Welcome to Work Comp Wednesdays! Insurance People is the industry-leader in North Carolina workers’ compensation insurance. Each week, our team takes a frequently asked question and expands on the issue for our clients, prospective clients, and community members to better understand the confusing nature of Work Comp.
Why was my work comp premium audit so high? Why do I owe money to the insurance company after my premium audit? How do I prepare for a premium audit? What do I need for a premium audit?

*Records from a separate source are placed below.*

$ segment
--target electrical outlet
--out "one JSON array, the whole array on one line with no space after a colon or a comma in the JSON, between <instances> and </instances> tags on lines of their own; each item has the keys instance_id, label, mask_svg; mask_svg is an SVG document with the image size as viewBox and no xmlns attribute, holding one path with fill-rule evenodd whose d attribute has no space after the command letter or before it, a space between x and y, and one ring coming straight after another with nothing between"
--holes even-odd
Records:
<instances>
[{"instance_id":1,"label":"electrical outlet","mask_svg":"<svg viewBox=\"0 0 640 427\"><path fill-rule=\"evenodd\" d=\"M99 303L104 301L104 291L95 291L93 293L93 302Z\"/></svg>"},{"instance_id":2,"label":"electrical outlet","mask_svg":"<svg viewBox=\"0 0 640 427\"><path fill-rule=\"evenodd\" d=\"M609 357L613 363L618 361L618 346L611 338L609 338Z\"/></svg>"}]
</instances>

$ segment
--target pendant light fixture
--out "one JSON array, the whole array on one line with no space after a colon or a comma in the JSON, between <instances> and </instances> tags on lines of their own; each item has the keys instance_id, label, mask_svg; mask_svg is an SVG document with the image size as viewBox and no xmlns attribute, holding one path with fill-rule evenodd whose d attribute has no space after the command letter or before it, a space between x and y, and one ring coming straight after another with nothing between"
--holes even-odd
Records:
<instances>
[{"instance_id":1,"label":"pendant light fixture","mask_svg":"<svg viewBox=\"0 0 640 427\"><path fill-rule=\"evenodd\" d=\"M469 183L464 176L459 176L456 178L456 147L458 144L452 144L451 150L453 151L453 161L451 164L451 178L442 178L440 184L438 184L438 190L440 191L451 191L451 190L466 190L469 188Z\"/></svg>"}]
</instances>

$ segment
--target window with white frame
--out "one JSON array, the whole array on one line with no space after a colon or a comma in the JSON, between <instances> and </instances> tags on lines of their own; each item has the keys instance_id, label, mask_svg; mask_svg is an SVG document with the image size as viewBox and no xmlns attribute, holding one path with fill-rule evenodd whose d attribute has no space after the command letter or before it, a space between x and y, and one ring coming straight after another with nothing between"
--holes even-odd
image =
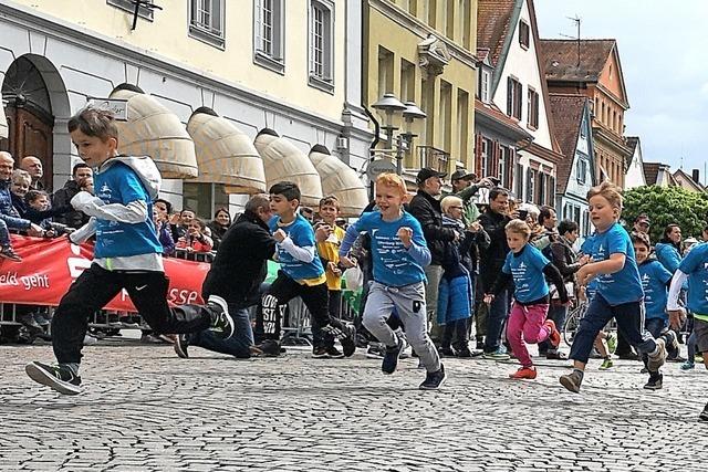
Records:
<instances>
[{"instance_id":1,"label":"window with white frame","mask_svg":"<svg viewBox=\"0 0 708 472\"><path fill-rule=\"evenodd\" d=\"M253 0L253 62L284 73L283 0Z\"/></svg>"},{"instance_id":2,"label":"window with white frame","mask_svg":"<svg viewBox=\"0 0 708 472\"><path fill-rule=\"evenodd\" d=\"M190 0L189 35L223 48L225 0Z\"/></svg>"},{"instance_id":3,"label":"window with white frame","mask_svg":"<svg viewBox=\"0 0 708 472\"><path fill-rule=\"evenodd\" d=\"M310 85L325 92L334 91L332 74L332 36L334 3L310 2Z\"/></svg>"}]
</instances>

Workers’ Comp Premium Audit
Workers’ Compensation costs are a major expense item for most businesses today. Although most businesses focus on claims handling and loss prevention to reduce costs for this mandated coverage, there is very little available about the premium audit function. Since your final Workers’ Compensation cost is determined at policy expiration with a review of your payroll records, it is essential you are prepared for the final audit and that the audit be conducted properly. Prepare properly and most likely you will legally prevent the insurance company from overcharging you. When your insurance policy first goes into effect, your premium is based on assigned classifications, estimated payrolls (referred to as remuneration) and an experience modification factor. At the policy’s expiration, the insurance company conducts a payroll audit and converts estimated payrolls into actual payrolls and assigns those payrolls to a classification.

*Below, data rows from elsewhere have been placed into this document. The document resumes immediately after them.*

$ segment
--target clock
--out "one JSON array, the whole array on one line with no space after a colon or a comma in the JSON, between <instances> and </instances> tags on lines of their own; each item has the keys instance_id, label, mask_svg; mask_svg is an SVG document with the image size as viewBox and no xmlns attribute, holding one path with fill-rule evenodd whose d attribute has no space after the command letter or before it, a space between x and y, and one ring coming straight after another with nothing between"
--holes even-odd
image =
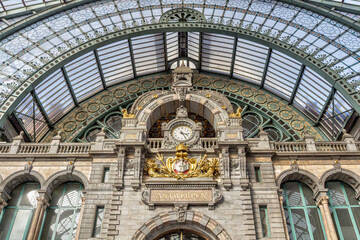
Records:
<instances>
[{"instance_id":1,"label":"clock","mask_svg":"<svg viewBox=\"0 0 360 240\"><path fill-rule=\"evenodd\" d=\"M192 137L192 130L188 126L180 125L174 127L171 135L175 140L183 142L189 140Z\"/></svg>"}]
</instances>

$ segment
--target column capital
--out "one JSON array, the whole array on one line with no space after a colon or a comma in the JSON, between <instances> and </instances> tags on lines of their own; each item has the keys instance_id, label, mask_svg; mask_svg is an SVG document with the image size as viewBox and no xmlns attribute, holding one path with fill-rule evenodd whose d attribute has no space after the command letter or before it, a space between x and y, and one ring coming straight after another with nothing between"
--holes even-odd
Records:
<instances>
[{"instance_id":1,"label":"column capital","mask_svg":"<svg viewBox=\"0 0 360 240\"><path fill-rule=\"evenodd\" d=\"M321 196L319 200L316 202L316 206L329 204L329 197L328 196Z\"/></svg>"}]
</instances>

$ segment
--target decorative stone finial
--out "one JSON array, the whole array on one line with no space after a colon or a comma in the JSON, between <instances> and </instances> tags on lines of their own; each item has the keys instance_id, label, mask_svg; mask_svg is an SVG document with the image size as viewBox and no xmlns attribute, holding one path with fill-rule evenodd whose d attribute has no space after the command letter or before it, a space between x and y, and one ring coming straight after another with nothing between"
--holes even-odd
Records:
<instances>
[{"instance_id":1,"label":"decorative stone finial","mask_svg":"<svg viewBox=\"0 0 360 240\"><path fill-rule=\"evenodd\" d=\"M135 118L135 114L128 113L125 108L121 112L123 113L123 118Z\"/></svg>"}]
</instances>

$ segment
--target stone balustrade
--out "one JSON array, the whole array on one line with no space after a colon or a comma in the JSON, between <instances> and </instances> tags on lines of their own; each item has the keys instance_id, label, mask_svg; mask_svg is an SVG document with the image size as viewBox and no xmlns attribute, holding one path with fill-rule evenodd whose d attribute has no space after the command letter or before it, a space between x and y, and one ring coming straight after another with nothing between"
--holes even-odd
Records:
<instances>
[{"instance_id":1,"label":"stone balustrade","mask_svg":"<svg viewBox=\"0 0 360 240\"><path fill-rule=\"evenodd\" d=\"M19 146L18 152L21 154L32 154L32 153L48 153L50 150L49 144L41 144L41 143L27 143L21 144Z\"/></svg>"},{"instance_id":2,"label":"stone balustrade","mask_svg":"<svg viewBox=\"0 0 360 240\"><path fill-rule=\"evenodd\" d=\"M118 142L119 139L103 139L105 142ZM201 138L201 147L204 149L214 149L218 147L216 138ZM252 151L259 149L258 138L245 139L248 147ZM91 147L95 143L63 143L55 139L51 143L25 143L14 141L13 143L0 142L0 154L89 154ZM275 150L276 154L281 153L298 153L298 152L356 152L360 151L360 142L341 141L341 142L316 142L316 141L299 141L299 142L271 142L270 149ZM148 149L156 150L163 147L163 139L149 138L147 143Z\"/></svg>"},{"instance_id":3,"label":"stone balustrade","mask_svg":"<svg viewBox=\"0 0 360 240\"><path fill-rule=\"evenodd\" d=\"M58 153L88 153L90 150L90 143L60 143Z\"/></svg>"},{"instance_id":4,"label":"stone balustrade","mask_svg":"<svg viewBox=\"0 0 360 240\"><path fill-rule=\"evenodd\" d=\"M203 148L215 148L217 147L216 138L201 138L201 146Z\"/></svg>"},{"instance_id":5,"label":"stone balustrade","mask_svg":"<svg viewBox=\"0 0 360 240\"><path fill-rule=\"evenodd\" d=\"M306 152L305 142L274 142L276 152Z\"/></svg>"}]
</instances>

When You Don’t Make the Rules, It’s Hard to Win the Game
Your insurance company designed the audit process so that when mistakes are made, (and mistakes are common) you will automatically be overcharged. Our goal is to assist with a step-by-step process to guarantee you will never be overcharged on your Workers’ Compensation premium audit.
A Few Words About the Auditor
Premium Auditors, like all insurance company personnel, are driven by two opposing goals. The first is to maximize your premium. Some examples of maximizing premiums include:
- Assigning payrolls to highest rated classifications.
- Charging for commissions without deducting expenses
- Charging for subcontractors who are separately insured
- Overlooking deductions such as overtime
- Not informing you of how you should keep your record to minimize your costs
Running counter to the Auditor’s efforts to maximize your costs is the desire to push work across their desks as quickly, (and, in more than a few cases, as effortlessly) as possible. At most insurance companies, when an auditor receives your file, the clock starts running. Typically, insurance companies require 70 to 80% of audits to be completed within 30 days of assignment. Those not completed within this time frame are labeled as “delinquent.” An auditor’s performance is measured as much by “delinquent list” as the quality of his audits.
Knowing the time constraints under which the auditor works can be helpful. The Institute of WorkComp Professionals has found that efforts to make the auditor’s job easier can be rewarded by more favorable audits.
How Should You Prepare for an Audit?
First, create your own audit package. When you compile the information needed and then present it in a format the auditor is familiar with, you will:
- Simplify the auditor’s job
- Reduce probing questions
- Know beforehand what to expect
- Control the data the auditor observes
- Help manage the ultimate cost of your workers’ compensation insurance
It is important to remember that the more detail you provide to support the audit, the better. Detail not only makes data more reliable; it makes the auditor look better in the eyes of his or her supervisor. Many auditors will even accept a well-documented audit as their own. Our job is to help you prepare the Mistake-Free No Overcharge premium audit.